What You Need To Know:
THE PLAYER is an extraordinarily clever satire on the "creative process" (i.e., wheeling, dealing, shmoozing, and politicking) involved in modern Hollywood film production, wrapped around a mystery/thriller storyline. While witty and well-crafted, this long look at Hollywood's dark side includes a fair amount of harsh language, some nudity and portrayals of sexual immorality. Nevertheless, those interested in the slippery mechanics of modern movie making will find THE PLAYER an engrossing experience, but others will find it as repulsive as Hollywood itself.
(H, LLL, V, SS, NN) Humanist satire complete with: approximately 45 obscenities & 10 profanities; man beaten to death; brief frontal female & rear male nudity, prolonged close-up on characters' faces during sex, & sexual immorality; and, major character escapes responsibility for crime (though satirical intent implied).
Director Robert Altman’s THE PLAYER is a clever satire on Hollywood film production. In it, Griffin Mill is an executive at a major studio. A steady stream of writers “pitch” their story lines, which he wants condensed to “25 words or less.” From those concepts come million dollar gambles, and his job is to hit cinematic home runs. Also, he must curry favor with the stars and directors and second-guess Larry Levy who is gunning for his position. Furthermore, Griffin starts receiving threatening cards from a writer he “never got back to.” Griffin tracks down a suspect, but a scuffle results in manslaughter, though there are no witnesses. Griffin gets away with the crime in a satirical send-up of the contrived happy ending. Here Griffin is rich, secure and satisfied–and also mean, smug and pompous, even as he deals with a blackmailer.

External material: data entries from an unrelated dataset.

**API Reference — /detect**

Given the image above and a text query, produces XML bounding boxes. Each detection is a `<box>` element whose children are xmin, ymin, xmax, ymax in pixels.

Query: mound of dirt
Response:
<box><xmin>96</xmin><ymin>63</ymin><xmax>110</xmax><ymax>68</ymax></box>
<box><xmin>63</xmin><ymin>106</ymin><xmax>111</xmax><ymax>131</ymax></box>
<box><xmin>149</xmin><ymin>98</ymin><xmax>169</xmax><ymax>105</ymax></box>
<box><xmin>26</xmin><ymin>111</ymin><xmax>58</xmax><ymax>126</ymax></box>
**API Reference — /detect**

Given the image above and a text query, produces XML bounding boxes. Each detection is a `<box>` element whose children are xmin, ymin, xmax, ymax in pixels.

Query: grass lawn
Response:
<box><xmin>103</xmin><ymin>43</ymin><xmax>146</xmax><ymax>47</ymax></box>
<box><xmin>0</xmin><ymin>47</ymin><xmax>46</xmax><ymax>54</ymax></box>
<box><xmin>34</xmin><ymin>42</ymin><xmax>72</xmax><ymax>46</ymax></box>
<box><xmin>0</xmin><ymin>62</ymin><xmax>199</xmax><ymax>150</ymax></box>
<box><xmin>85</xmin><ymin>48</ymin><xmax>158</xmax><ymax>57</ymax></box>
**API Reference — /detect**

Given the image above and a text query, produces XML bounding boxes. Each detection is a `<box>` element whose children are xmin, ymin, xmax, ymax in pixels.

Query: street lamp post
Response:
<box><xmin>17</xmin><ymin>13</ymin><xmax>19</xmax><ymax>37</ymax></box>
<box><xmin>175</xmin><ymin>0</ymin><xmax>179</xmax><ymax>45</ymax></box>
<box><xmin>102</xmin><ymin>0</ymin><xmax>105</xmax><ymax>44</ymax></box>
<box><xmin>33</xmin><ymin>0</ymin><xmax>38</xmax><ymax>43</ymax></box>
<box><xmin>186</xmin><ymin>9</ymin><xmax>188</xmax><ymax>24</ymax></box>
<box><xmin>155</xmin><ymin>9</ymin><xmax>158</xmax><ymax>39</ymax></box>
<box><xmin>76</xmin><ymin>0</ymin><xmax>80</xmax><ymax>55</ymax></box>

THE PLAYER may be more entertaining to film buffs than mass audiences. Regrettably, it includes harsh language, nudity and sexual immorality. With those cautions, and fair warning that this film’s purpose is expose rather than role-modeling, anyone interested in the slippery mechanics of modern filmmaking will find THE PLAYER an engrossing experience, but others will find it as repulsive as Hollywood itself.